It takes pulse under the swollen pearl.

Low-hanging, crouched in the green dark.

Breath fusing from fermented

heat, thickened by mangos

tumbled through witchweed.

Gentle with months

of flood, the

charcoal

earth

sculpts its mirrored eyes. When you scream like

wind whipped through crag, it clots into

skin–the buzzsaw of locusts.

Crescented bark of palm

as arms. The silver

scent of Mother

after your

sister

was

born and absence of noise clayed on ear-

drums. You are barefoot and angry

at Father, ankles rippling through

Allah’s dull exhale. In

the dim halo of

trees you ask it

what it wants.

Later,

you

will tell anyone who might listen,

anyone who might believe you,

that it showed you palms rivered

with promises. Banyan

that could bleed honey.

Jambu seeds that

would turn the

land to

groves

of stars. Mount Bromo’s charred phlegm that, when

stirred into coffee, could anchor

the sun from sleep and keep the

years from running. But first,

it wants you to bare

your mouth for it.

It wants you

to let

it

place a bow of wet leaves on your tongue.

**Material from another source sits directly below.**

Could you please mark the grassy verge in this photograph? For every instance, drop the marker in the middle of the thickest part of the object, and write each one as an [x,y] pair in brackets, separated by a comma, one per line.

Then a child will spring. Your spittle

its ari-ari, coarse hair

exploding from your mouth–

obsidian

geyser. You

are a

child

yourself, so at this proposal, you

laugh. It rises to rage from your

refusal. A face fractured:

egg dropped against mortar.

Between the cracks, a

viscous fluid

gleams and beads

into

your

father’s face. Again, you scream, and like

a stone thrown into still swamp, his

face billows into faces

of men you will come to

know and faces of

men not yet born.

Distant and

instant,

as

though it is both in you and beyond

trace, its form begins losing core

in a howl, edges silking.

It circles your child frame,

pulling your skin to

its toothed pant. Spirals

of hollow, high

above you.

Leaking

not

a voice or a sound but sulfur. Spelled:

My hunger will root inside your

blood. I sowed a blade too deep

to weed, but your daughters

will water it. Watch

it grow and watch

their daughters

watch it

grow.

The pit caves, cleaving night the way that

Mother halves a snake fruit shy of rot.